Le français Eramet va construire en Argentine une gigantesque usine de lithium. L'objectif, pour le troisième groupe minier et métallurgique européen: répondre à la forte demande de ce métal indispensable à la fabrication des batteries pour les véhicules électriques, et donc à la transition énergétique.
Avec un objectif de production de 24.000 tonnes par an, Eramet veut assurer pas moins de 15% des besoins européens en lithium. Dans son communiqué, le groupe minier fixe au premier trimestre 2022 le début du chantier, pour une mise en service début 2024.

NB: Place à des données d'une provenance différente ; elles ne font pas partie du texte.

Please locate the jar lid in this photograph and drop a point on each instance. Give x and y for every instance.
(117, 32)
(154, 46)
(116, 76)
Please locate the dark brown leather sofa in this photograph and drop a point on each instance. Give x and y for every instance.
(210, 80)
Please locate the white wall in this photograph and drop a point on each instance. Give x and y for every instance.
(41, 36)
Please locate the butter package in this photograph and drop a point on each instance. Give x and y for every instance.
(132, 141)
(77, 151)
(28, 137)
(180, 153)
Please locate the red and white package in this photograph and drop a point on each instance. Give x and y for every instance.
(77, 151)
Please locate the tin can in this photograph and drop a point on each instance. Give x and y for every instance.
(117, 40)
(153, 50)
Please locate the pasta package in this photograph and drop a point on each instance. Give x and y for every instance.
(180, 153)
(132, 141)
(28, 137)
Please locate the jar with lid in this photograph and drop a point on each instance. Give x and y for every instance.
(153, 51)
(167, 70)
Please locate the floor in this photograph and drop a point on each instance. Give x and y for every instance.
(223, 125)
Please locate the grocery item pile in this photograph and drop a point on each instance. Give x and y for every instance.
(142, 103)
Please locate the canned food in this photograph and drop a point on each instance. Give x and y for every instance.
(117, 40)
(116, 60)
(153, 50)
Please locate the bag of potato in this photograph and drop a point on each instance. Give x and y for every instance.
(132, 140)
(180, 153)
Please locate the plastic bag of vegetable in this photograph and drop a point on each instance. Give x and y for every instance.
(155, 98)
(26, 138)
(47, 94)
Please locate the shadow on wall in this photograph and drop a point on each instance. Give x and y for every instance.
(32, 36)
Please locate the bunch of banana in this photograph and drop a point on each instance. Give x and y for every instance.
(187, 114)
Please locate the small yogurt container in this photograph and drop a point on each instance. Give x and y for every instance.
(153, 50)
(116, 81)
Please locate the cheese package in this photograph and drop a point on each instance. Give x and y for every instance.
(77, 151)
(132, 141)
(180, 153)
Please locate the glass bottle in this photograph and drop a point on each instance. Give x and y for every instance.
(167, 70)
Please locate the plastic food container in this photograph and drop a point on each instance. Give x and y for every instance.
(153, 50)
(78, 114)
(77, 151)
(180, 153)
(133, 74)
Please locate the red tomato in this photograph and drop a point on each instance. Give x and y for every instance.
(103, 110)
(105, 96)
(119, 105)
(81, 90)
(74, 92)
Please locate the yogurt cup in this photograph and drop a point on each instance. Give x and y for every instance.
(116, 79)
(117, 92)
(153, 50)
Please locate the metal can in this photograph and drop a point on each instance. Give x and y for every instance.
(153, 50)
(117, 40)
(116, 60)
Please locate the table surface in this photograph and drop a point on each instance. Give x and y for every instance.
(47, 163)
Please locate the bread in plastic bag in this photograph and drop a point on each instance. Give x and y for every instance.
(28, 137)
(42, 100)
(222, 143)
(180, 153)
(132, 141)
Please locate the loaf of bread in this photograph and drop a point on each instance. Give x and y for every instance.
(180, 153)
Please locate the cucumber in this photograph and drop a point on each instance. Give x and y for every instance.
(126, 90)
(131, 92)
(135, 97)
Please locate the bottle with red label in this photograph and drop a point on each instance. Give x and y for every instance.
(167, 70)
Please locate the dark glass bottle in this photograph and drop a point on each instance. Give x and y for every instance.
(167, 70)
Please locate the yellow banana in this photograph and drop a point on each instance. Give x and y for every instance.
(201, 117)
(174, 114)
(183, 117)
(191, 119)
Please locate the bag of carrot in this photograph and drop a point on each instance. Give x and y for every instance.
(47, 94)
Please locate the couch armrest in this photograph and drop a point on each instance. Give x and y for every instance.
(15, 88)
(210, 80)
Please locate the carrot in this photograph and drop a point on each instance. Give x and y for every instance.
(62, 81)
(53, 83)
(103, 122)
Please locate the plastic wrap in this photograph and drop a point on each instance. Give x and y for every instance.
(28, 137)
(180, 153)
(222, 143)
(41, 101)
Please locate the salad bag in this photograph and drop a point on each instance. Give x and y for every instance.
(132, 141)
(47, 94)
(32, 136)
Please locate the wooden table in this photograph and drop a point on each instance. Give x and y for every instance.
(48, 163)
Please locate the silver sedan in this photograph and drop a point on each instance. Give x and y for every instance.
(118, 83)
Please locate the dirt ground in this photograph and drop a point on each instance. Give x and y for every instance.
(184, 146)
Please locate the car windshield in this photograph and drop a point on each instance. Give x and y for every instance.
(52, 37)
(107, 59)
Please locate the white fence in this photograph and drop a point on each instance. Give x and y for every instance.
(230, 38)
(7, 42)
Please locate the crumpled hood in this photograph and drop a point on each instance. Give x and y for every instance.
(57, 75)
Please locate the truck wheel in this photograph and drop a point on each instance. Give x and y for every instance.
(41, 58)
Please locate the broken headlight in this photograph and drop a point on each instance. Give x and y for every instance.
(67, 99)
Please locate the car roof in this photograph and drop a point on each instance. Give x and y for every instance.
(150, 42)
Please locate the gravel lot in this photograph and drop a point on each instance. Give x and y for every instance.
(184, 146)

"La transition énergétique nécessite beaucoup de métaux pour le stockage et le transport de l'électricité, 75% des véhicules produits en Europe seront électriques en 2030 et 40% dans le monde", a déclaré à l'AFP Christel Bories, Pdg d'Eramet.
Pénurie oblige, le lithium se négocie à "près de 30.000 dollars la tonne"
De fait, la question des débouchés est déjà bien avancée, Eramet indiquant être en négociation notamment avec les deux grands consortiums de batteries prévus en France, mais aussi avec d'autres encore en Europe. Selon Christel Bories, le groupe minier anticipe une demande mondiale de lithium multipliée "par six" d'ici 2030:
"À l'heure actuelle, il y a pénurie de lithium" dans le monde, a-t-elle dit en rappelant les prix de "près de 30.000 dollars la tonne" atteints par le lithium sur les marchés spot.
Tsingshan assure 94% du financement, Eramet apporte 100% de la concession
Pour construire cette usine, le Français s'associera avec un partenaire chinois Tsingshan. Tsingshan Holding Group, qui emploie environ 40.000 personnes (12.500 pour Eramet) dans le monde, est le premier producteur mondial d'acier inoxydable. Il est également spécialisé dans la production de nickel, composant essentiel pour la fabrication de l'Inox.
La répartition des parts de capital entre les deux partenaires en regard de leur participation au financement est un peu particulière. En effet, sur un investissement total estimé à 400 millions de dollars, Tsingshan, qui aura 49,9% du projet, en financera 375 millions de dollars (soit 93,7% du total), mais Eramet, qui financera 25 millions de dollars pour une participation de 50,1%, est propriétaire de "100% des droits miniers perpétuels" de la concession, a indiqué à l'AFP la Pdg du groupe, Christel Bories.
Ce gisement de lithium est situé sur les hauts plateaux andins, en Argentine, à plus de 3.800 mètres d'altitude, dans une région désertique de la province de Salta, les "salars" (désert de sel) de Centenario et Ratone. Les titres miniers qu'Eramine SudAmerica, filiale à 100% d'Eramet, y détient couvrent une superficie de 500 km2.
Le début de l'exploration de la zone a débuté en 2011 et a abouti à la découverte de ce gisement de "classe mondiale". En février 2020, alors que les tests de l'usine pilote avaient confirmé tous les espoirs du groupe minier, celui-ci annonçait qu'il suspendait le projet de construction de cette usine en raison de l'ampleur de la pandémie de coronavirus et des grandes incertitudes économiques mondiales.
Eramet et Tsingshan déjà partenaires en Indonésie
Eramet est déjà associé à Tsingshan en Indonésie pour l'extraction de nickel. "S'associer avec Tsingshan que nous connaissons bien permet d'aller vite", justifie Christel Bories.
En Indonésie, Tsingshan a signé un accord de partenariat pour opérer ensemble le gisement de Weda Bay, "le plus grand gisement de nickel au monde non encore exploité" lorsqu'il a été découvert au milieu des années 1990. Dans cet accord de 2017, les deux partenaires se répartissaient ainsi les rôles: le chinois (57% du capital) s'occupe de construire les usines et de les exploiter, le français (43%) apporte son expertise minière.
Un procédé d'extraction "très performant" et "économe en eau"
La Pdg d'Eramet a laissé entendre que la production annuelle de 24.000 tonnes de carbonate de lithium (LCE) actuellement envisagée pourrait être dépassée car la taille de ce gisement "permettra d'envisager des extensions ultérieures", en affirmant que le groupe recourt à un procédé d'extraction "très performant" sur le plan environnemental et "économe en eau" pour "préserver l'équilibre hydrique de cette région aride".
Le groupe a donné quelques indications financières sur la rentabilité envisagée de l'opération: l'extraction devrait avoir un coût ("cash-cost") de 3.500 dollars la tonne, et un "taux de rendement interne très élevé". Eramet prévoit un bénéfice d'exploitation Ebitda de 165 millions d'euros "vers le deuxième semestre 2025", a précisé Christel Bories.